Russian novelist Fyodor Dostoevsky was born on the 11th of November 1821 in Moscow which was under Tsarist rule at that time. Aside from being a renowned novelist, Dostoevsky was a prolific writer in multiple domains and wrote a number of short stories, essays, novellas, as well as a number of journalistic and philosophical pieces. Most of Dostoevsky’s work delves into philosophical existentialism, exploring the human psyche as well as the trends and new ideas that were taking root in Russia at that time, this is particularly evident in his novel ‘The Brothers Karamazov’.
By the end of his life, Dostoevsky had managed to write 11 novels, 3 novellas, 17 short stories, alongside his journalistic and philosophical essays. Although most critics agree that all of his works are an essential part of Russian literature, it is generally agreed upon that his best works are Crime and Punishment, released in 1866, The Idiot, released in 1869, Demons, released in 1872, and The Brothers Karamazov, released in 1880, a year before his death. Disability features heavily in a number of Dostoevsky’s works, particularly characters who have epileptically induced seizures, which Dostoevsky himself suffered from.
Dostoevsky was introduced to literature through fairy tales and legends at an early age written by both Russian and foreign authors. Introduced to tragedy from an early age due to the death of his mother when he was only 15, the event shaped Dostoevsky’s view on life from an early age as he struggled to incorporate the idea of death and finality into his personality, particularly being hindered by his own illness. It wasn’t until he was older that he was finally able to reconcile some of his experiences, particularly his experience of nearly being executed by the Tsarist regime for his belonging to a group that published literature that was critical of the Tsar himself. After the experience, Dostoevsky travelled through Europe, developing a serious gambling and drinking problem to the point that he had to resort to begging in order to survive.

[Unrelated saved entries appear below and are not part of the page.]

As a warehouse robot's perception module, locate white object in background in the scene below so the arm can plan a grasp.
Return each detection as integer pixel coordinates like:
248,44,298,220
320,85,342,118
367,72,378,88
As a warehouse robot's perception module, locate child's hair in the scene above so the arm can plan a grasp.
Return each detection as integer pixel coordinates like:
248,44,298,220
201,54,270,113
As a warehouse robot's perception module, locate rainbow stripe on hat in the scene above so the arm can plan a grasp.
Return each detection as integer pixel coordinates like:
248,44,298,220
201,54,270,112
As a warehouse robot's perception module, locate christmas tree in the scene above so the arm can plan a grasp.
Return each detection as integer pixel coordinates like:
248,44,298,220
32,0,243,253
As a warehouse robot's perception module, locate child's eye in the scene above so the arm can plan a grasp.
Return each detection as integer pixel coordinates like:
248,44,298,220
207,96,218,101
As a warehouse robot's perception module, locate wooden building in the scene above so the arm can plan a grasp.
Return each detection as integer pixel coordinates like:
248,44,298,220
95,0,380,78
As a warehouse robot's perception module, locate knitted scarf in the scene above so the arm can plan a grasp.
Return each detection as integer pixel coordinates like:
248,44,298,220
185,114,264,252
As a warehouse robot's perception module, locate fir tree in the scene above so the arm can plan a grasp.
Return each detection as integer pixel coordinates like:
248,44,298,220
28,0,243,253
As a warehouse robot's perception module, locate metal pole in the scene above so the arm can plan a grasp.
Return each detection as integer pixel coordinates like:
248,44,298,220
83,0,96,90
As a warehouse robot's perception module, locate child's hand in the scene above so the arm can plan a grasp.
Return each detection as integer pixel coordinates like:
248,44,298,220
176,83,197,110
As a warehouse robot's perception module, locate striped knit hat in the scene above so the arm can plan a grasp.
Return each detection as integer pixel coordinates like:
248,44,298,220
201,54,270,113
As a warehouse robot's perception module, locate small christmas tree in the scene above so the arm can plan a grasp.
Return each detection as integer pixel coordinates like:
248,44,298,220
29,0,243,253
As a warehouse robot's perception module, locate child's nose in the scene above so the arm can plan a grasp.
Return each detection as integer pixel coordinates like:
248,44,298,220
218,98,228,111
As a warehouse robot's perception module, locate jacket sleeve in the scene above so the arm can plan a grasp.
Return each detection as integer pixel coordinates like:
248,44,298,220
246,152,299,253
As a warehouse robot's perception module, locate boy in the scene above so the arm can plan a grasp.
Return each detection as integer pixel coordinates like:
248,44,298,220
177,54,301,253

Eventually managing to overcome his addictions and settle into writing full-time, Dostoevsky’s’ work shows clear influence from a number of Russian and foreign writers, both from writers of his era and previous. Pushkin and Gogol were notable Russian influences on Dostoevsky’s writing, with further influences from foreign writers such as Shakespeare, Dickens, and Plato being obvious to the trained reader. With his writings being so well received within Russia, his works went on to inspire a number of Russian authors, including the renowned Aleksandr Solzhenitsyn and Anton Chekov. Although his works have also been used to justify a number of communist actions, Stalin was a fan of Dostoevsky, readers of his work can find many anti-communist ideas.